On the one hand, there is much satisfaction providing evidence a social network website can become profitable. “We got a lot done in 2014. Our community continues to grow and we’re making progress towards connecting the world,” said Mark Zuckerberg, Facebook founder and CEO while introducing the financial results for the fourth quarter and full year 2014. Facebook’s results have beaten profit and revenue forecasts for the seventh quarter in a row; with greater revenue from mobile advertising.

Meanwhile, Apple posted record quarterly revenue of $74.6 billion and record quarterly net profit of $18 billion for its fiscal 2015 first quarter. The results were fueled by all-time record revenue from iPhone and Mac sales as well as record performance of the App Store. “Our revenue grew 30 percent over last year,” said Tim Cook, Apple’s CEO.

On the other hand, there is Yahoo whose results raised concerns among investors about what they perceived as the fading star of once dominant internet website in the 1990s. “I’m pleased to report that our performance in Q4 and in 2014 continues to show stability in our core business,” said Marissa Mayer, CEO of Yahoo. “Our mobile strategy and focus has transformed Yahoo and yielded significant results (like) $254 million in mobile revenue, up 23% quarter-over-quarter,” Mayer added. Yet it was said that investors forced top management to announce plan for tax-free spin-off of remaining stake in Chinese Alibaba Group, in a transaction designed to maximize value of Yahoo’s Alibaba holdings exclusively for shareholders, said a communiqué.

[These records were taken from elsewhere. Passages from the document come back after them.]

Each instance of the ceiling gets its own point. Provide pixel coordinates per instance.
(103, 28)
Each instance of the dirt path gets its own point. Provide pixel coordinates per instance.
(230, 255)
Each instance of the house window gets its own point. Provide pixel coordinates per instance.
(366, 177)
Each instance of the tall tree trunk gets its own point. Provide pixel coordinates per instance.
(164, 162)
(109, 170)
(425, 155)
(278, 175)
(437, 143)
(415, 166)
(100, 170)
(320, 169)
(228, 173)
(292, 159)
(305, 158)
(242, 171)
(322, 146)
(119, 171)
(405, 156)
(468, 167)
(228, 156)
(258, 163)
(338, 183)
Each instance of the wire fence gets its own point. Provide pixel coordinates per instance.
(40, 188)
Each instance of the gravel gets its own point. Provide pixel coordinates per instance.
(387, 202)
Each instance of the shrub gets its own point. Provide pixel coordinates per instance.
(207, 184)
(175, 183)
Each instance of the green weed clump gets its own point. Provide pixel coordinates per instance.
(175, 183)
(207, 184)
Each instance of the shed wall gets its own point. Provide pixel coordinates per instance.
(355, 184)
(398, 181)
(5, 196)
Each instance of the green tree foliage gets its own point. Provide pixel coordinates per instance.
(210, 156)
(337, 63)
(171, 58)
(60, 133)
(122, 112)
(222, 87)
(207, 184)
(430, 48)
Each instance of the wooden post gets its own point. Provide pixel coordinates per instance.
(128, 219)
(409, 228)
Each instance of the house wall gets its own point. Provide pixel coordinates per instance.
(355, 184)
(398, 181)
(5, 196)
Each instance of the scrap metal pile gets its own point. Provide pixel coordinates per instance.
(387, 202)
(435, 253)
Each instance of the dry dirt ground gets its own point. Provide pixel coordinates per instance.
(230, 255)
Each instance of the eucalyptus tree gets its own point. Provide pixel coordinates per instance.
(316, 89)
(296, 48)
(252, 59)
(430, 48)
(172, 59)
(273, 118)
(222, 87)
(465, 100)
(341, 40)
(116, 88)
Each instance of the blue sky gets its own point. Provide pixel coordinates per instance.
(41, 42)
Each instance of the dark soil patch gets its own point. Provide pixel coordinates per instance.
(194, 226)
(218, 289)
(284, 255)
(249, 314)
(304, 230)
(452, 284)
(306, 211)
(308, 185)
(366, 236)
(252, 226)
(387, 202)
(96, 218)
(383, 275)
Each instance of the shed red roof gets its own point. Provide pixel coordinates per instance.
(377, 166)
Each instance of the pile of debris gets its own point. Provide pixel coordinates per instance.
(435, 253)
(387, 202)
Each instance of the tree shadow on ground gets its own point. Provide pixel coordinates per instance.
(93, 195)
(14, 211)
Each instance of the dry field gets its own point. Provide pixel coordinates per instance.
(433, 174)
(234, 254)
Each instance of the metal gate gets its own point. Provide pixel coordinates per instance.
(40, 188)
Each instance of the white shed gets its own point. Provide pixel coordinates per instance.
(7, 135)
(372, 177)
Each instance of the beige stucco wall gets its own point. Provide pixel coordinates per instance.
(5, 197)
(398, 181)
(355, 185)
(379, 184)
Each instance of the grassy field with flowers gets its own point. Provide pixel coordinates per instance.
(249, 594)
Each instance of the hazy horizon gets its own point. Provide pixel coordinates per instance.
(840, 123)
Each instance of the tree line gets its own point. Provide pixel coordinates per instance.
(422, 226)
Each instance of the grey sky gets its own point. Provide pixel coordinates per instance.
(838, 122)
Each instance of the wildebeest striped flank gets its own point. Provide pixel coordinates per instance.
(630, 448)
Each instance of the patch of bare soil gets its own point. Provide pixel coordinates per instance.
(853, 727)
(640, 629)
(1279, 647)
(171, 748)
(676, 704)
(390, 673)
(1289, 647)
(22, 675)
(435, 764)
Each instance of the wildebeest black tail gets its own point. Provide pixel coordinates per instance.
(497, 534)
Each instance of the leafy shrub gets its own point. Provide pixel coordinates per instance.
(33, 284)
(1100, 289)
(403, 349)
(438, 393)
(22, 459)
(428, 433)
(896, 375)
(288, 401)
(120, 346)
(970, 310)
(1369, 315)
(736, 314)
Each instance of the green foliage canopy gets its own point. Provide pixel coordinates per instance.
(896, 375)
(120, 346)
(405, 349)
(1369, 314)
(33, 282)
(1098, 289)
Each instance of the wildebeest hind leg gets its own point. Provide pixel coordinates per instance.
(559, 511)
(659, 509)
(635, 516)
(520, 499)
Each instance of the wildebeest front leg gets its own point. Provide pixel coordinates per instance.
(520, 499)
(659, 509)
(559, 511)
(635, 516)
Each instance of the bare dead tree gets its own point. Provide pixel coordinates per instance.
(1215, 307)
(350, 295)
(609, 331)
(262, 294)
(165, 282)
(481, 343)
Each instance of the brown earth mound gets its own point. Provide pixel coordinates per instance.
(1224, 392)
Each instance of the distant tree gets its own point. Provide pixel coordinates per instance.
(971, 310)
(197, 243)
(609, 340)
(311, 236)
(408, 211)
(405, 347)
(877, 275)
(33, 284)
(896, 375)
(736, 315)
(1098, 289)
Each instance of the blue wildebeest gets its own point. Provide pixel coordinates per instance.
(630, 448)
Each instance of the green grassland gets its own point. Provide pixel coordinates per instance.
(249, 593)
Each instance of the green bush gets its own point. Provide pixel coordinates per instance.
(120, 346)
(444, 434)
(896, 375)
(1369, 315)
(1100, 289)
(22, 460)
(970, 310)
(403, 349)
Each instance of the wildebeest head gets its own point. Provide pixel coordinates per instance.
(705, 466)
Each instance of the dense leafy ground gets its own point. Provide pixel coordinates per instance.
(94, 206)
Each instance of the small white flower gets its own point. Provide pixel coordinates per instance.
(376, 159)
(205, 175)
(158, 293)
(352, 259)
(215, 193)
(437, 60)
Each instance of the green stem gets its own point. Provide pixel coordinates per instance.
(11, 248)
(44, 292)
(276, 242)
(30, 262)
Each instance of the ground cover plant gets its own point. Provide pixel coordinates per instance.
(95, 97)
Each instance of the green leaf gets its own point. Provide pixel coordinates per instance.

The sector of the internet has brought globally positive but often diverse results in 2014. The most significant trend has been a sharp increase in mobile revenue, confirming the irresistible emergence of m-commerce (mobile commerce) – in a reference to e-commerce (electronic commerce) – as a long-term and large field of future profits in the next years. Mobile strategy has become essential. More than ever, smartphones appear as the future’s main tool for internet navigation, far ahead of desktop computers and tablets.